How Much Should You Keep in a Savings Account?

This is where budgeting and taking control of your money really pays off—literally! If you can plan how you spend your hard-earned cash, and regularly pay into your savings account, not only will it keep growing—because of the interest—but you’ll also avoid the fees that your bank could charge if your balance falls below a certain level.

Calculate the growth of your savings account with this free tool.

Some banks charge minimum balance fees or annual fees for savings less than $500, for example. These fees can stack up (and eat into your savings!). But with the help of tools like Ramsey+, you can plan and budget to keep your savings account healthy and going in the right direction.

You could even set a goal to motivate you. We recommend it! Had your eye on a dream car or vacation? Use the price tag as your next savings goal in the account. Again, before you decide to open an account, look closely at the bank’s charges and fees. After all, we want you to build on what you have.  

Are There Other Types of Savings Accounts?

If a savings account doesn’t feel like the right fit, there are other ways that banks and credit unions (which are not-for-profit, member-owned financial institutions) can help you save your money. They’re secure, federally insured and will earn interest for you:

Money Market Accounts

A money market account is a great place to stockpile an emergency fund because they have good interest rates, require a higher minimum balance and limit the amount of transactions you can make every month. (That’s banker talk for “Not Your Pizza Fund.”) With a money market account, you also get a debit card and checkbook. Perfect when you’re faced with unexpected emergencies like needing to replace your air conditioner on a 100-degree day—you’re able to handle the situation with a check or swipe of that debit card for immediate access to your savings.

Certificates of Deposit

Certificates of Deposit (CDs) are accounts that sometimes offer high annual interest rate returns. But keep in mind that CDs need a commitment from you about how long you hold the account. The longer you commit, the higher guaranteed rate of interest you’ll get. Warning! Withdrawing money from a certificate of deposit comes with big penalty fees, so this type of account should only be for money you won’t need to touch until the term comes to an end.
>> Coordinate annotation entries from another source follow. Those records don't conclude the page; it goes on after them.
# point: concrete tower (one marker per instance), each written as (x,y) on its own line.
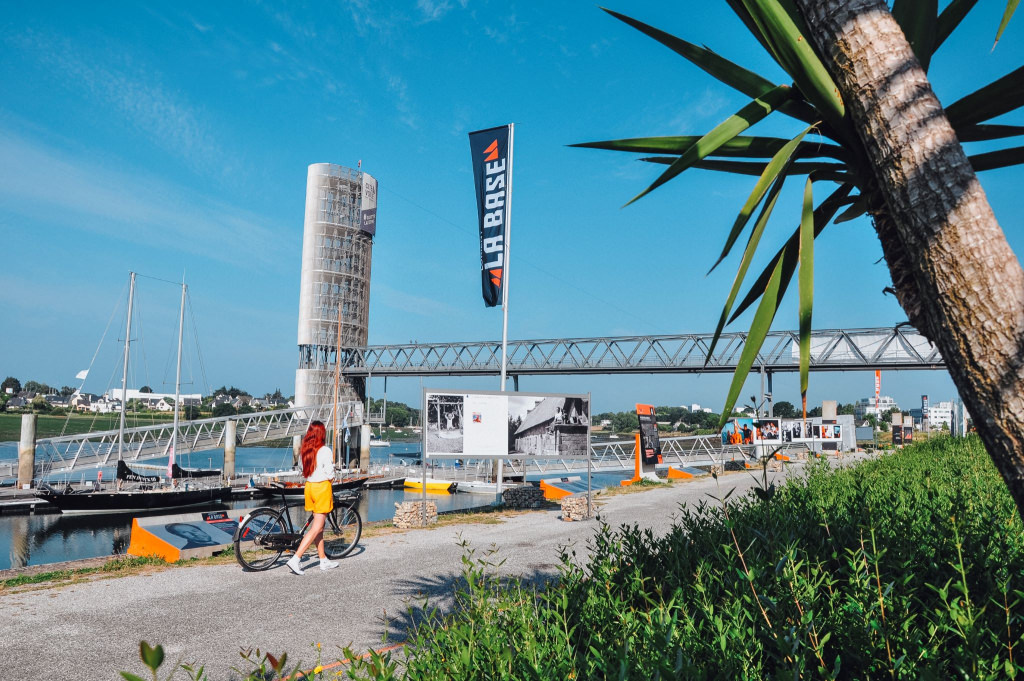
(337,243)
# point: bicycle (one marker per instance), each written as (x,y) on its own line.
(266,533)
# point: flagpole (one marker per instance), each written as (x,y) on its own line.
(505,285)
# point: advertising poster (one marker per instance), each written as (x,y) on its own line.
(794,431)
(768,431)
(738,431)
(650,444)
(190,535)
(492,151)
(368,212)
(505,425)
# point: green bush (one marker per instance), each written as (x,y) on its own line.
(909,566)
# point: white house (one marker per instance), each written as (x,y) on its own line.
(865,407)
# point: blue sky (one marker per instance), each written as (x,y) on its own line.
(171,138)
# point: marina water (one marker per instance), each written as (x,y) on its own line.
(49,538)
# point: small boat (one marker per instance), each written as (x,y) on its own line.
(134,491)
(72,501)
(475,487)
(433,485)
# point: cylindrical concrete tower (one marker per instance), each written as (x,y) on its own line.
(337,243)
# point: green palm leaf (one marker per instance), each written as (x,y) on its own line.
(835,172)
(806,285)
(795,53)
(770,301)
(771,171)
(822,215)
(918,18)
(1011,8)
(740,145)
(994,99)
(722,133)
(744,262)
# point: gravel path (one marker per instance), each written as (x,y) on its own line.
(207,613)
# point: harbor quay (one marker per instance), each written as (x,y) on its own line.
(208,613)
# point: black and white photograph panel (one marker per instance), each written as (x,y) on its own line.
(553,426)
(444,423)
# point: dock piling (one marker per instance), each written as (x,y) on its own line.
(27,451)
(230,441)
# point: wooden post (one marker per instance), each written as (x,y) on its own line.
(365,447)
(230,440)
(27,451)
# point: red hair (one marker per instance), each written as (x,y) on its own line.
(311,442)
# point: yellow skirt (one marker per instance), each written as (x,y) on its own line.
(320,497)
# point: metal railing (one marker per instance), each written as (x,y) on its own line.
(69,453)
(832,349)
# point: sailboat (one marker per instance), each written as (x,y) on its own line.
(145,493)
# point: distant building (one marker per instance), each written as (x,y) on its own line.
(115,393)
(935,414)
(334,286)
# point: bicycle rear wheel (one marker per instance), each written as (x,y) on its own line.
(258,542)
(342,531)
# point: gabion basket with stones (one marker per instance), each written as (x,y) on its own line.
(576,508)
(525,496)
(410,514)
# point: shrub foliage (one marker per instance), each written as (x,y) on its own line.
(909,566)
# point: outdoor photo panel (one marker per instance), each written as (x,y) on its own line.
(650,444)
(738,431)
(769,431)
(505,425)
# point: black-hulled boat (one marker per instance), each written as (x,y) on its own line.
(144,494)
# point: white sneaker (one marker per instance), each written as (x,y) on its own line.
(294,563)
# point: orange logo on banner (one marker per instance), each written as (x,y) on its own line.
(492,151)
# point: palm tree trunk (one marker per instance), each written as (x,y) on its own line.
(952,269)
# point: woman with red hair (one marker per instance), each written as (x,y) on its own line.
(317,468)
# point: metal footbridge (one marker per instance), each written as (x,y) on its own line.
(56,456)
(900,347)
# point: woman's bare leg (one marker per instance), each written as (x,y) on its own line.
(314,534)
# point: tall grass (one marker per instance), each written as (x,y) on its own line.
(909,566)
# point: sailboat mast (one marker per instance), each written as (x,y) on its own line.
(124,373)
(177,378)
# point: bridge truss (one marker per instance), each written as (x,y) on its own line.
(833,349)
(55,456)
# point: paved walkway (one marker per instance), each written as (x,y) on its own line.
(207,613)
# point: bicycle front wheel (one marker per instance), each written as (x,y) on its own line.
(342,531)
(258,540)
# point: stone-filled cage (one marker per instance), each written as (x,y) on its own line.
(335,281)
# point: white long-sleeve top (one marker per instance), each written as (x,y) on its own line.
(325,466)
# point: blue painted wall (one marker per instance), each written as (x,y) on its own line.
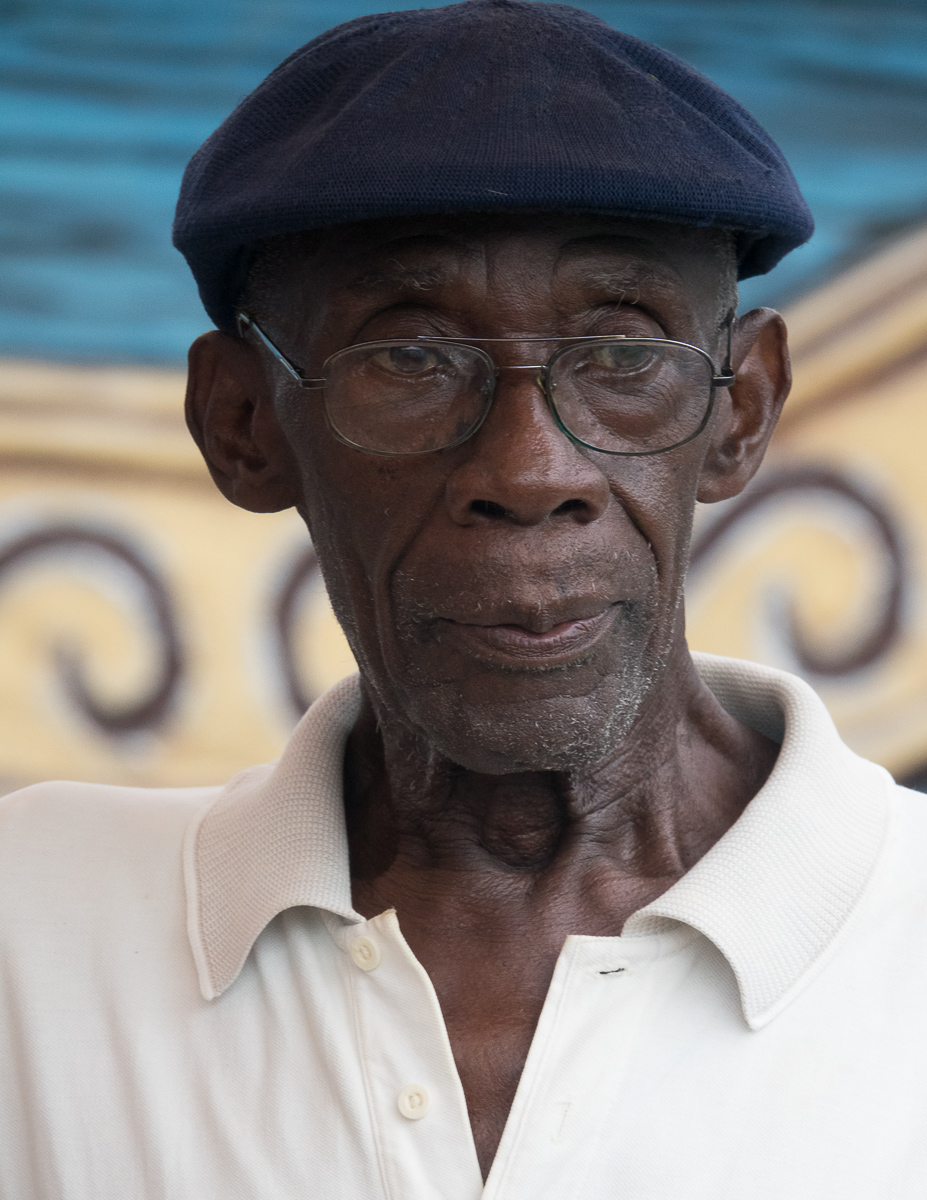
(103,101)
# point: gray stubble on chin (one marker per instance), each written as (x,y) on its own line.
(558,732)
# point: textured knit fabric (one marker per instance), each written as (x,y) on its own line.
(757,1032)
(484,106)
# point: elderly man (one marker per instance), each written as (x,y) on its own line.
(537,905)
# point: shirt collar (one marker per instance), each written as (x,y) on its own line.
(772,894)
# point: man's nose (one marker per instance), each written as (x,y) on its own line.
(522,467)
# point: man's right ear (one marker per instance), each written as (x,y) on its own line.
(229,412)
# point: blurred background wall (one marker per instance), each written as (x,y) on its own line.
(150,633)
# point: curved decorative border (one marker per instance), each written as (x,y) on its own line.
(150,711)
(886,629)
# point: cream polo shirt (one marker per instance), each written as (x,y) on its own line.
(190,1008)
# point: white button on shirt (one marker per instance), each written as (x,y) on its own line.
(191,1009)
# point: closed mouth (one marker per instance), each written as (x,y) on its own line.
(518,646)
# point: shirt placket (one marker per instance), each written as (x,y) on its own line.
(417,1105)
(578,1063)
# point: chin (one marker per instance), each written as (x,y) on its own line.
(557,733)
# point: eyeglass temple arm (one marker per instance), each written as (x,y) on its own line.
(724,379)
(727,377)
(246,322)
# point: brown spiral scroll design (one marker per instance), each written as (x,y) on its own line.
(149,711)
(286,613)
(886,627)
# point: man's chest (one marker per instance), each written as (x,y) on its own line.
(317,1073)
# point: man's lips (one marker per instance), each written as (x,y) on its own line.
(516,643)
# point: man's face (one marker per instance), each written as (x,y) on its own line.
(512,599)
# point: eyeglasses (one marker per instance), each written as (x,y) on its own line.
(620,395)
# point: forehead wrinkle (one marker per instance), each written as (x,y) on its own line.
(395,276)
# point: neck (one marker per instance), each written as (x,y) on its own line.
(422,825)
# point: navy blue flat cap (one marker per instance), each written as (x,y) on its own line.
(484,106)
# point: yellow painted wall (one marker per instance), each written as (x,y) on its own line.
(106,507)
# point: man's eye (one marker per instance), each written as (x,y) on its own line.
(626,359)
(408,359)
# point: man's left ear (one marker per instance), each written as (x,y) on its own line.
(747,413)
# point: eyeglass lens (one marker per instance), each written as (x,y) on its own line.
(623,397)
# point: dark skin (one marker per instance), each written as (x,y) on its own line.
(536,755)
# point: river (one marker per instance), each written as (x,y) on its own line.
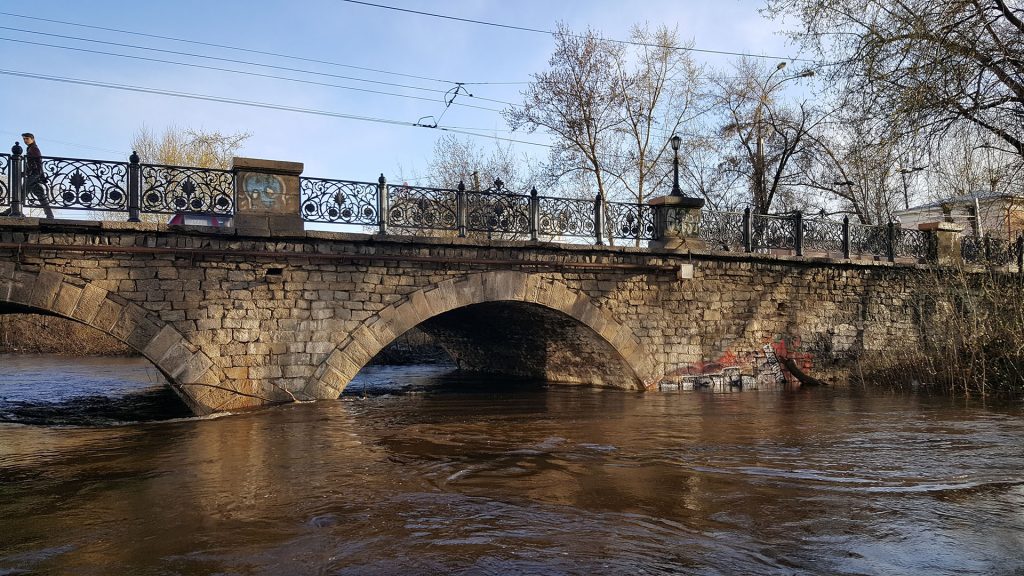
(418,471)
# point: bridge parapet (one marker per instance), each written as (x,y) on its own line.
(272,198)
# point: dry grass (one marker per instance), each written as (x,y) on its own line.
(971,327)
(30,333)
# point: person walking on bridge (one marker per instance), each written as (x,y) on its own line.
(35,179)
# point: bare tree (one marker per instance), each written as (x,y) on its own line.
(764,137)
(187,147)
(578,100)
(927,67)
(610,110)
(458,160)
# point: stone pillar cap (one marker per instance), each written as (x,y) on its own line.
(941,227)
(259,165)
(680,201)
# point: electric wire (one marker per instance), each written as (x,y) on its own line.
(551,33)
(231,60)
(253,104)
(227,47)
(255,74)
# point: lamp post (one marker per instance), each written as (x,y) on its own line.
(676,141)
(677,216)
(903,173)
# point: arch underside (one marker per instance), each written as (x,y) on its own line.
(189,372)
(509,323)
(525,340)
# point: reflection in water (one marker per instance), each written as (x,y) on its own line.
(413,472)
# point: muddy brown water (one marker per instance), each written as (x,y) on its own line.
(419,471)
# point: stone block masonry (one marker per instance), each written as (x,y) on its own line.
(238,321)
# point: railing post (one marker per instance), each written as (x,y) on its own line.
(382,204)
(891,242)
(461,209)
(798,237)
(133,188)
(748,236)
(846,237)
(1020,253)
(535,214)
(16,188)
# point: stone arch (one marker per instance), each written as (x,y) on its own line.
(189,371)
(379,330)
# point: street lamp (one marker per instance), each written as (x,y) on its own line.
(676,141)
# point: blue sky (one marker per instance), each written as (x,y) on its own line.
(73,120)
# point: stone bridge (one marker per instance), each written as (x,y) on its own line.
(237,320)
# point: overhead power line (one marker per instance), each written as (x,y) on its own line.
(253,104)
(552,33)
(227,47)
(218,58)
(255,74)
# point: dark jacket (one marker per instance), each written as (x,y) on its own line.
(34,161)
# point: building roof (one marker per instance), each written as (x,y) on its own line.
(961,200)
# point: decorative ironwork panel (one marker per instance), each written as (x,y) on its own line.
(1001,252)
(772,232)
(566,216)
(868,240)
(913,244)
(822,235)
(168,190)
(73,183)
(628,220)
(423,208)
(498,212)
(722,231)
(987,250)
(972,249)
(4,175)
(339,201)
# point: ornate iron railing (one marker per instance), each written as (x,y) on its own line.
(866,240)
(987,250)
(73,183)
(4,188)
(341,202)
(133,188)
(423,208)
(630,221)
(823,236)
(568,217)
(723,231)
(915,244)
(168,190)
(496,211)
(768,232)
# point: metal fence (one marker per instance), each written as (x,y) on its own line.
(136,189)
(992,251)
(101,186)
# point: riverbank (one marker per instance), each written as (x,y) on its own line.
(32,333)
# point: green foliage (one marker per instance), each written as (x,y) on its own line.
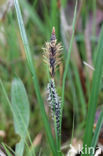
(33,73)
(94,92)
(21,113)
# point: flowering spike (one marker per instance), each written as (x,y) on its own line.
(52,53)
(55,104)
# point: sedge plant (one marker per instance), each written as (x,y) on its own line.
(52,57)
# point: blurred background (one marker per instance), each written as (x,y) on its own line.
(39,17)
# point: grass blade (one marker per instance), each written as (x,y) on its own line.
(20,104)
(94,92)
(97,130)
(35,81)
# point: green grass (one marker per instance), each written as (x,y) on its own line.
(23,58)
(97,75)
(34,77)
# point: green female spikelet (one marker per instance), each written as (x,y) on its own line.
(52,57)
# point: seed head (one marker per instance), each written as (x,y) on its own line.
(52,53)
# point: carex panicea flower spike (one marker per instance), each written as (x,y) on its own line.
(52,57)
(52,53)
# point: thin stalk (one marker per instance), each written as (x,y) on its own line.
(34,77)
(66,67)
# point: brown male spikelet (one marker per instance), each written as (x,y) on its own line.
(52,53)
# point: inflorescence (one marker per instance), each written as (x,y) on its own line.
(52,57)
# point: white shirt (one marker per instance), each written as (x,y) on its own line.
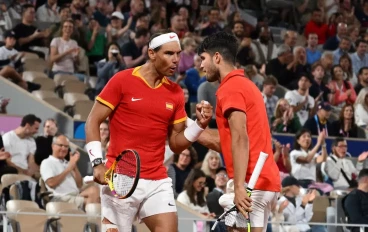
(303,171)
(52,167)
(294,98)
(19,148)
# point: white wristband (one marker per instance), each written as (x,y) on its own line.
(189,122)
(193,132)
(94,150)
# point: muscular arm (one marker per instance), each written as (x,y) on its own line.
(97,115)
(239,146)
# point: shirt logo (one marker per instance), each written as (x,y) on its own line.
(169,106)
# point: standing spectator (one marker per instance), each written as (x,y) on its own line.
(304,159)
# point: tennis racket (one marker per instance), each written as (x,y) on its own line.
(123,175)
(252,182)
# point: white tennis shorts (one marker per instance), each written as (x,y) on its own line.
(151,197)
(263,202)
Do You Need a Savings Account?

Everyone needs to have a go-to place—separate from a regular checking account—containing three to six months’ worth of expenses, which can be accessed quickly and easily. That’s what you call your emergency fund! For most people, the high minimum balance required in a money market account puts it out of reach to house an emergency fund. But a normal savings account works great for anyone!

Before you think about opening a separate savings account, it’s important to have a fully funded emergency fund in place first. We recommend you dedicate this savings account for nothing but big sudden expenses like root canals, slipped transmissions or flooded bathrooms. Emergency funds are essential because they cover those unexpected but necessary items everybody pays for now and then.

Once your emergency fund’s in place in a normal savings account, then yes, an additional savings account is a good idea—as long as you can commit to it and keep putting money in. The benefit of having one is that you can save and plan for the future with it in mind, knowing you have funds for those trips away or big purchases you’ve always wanted.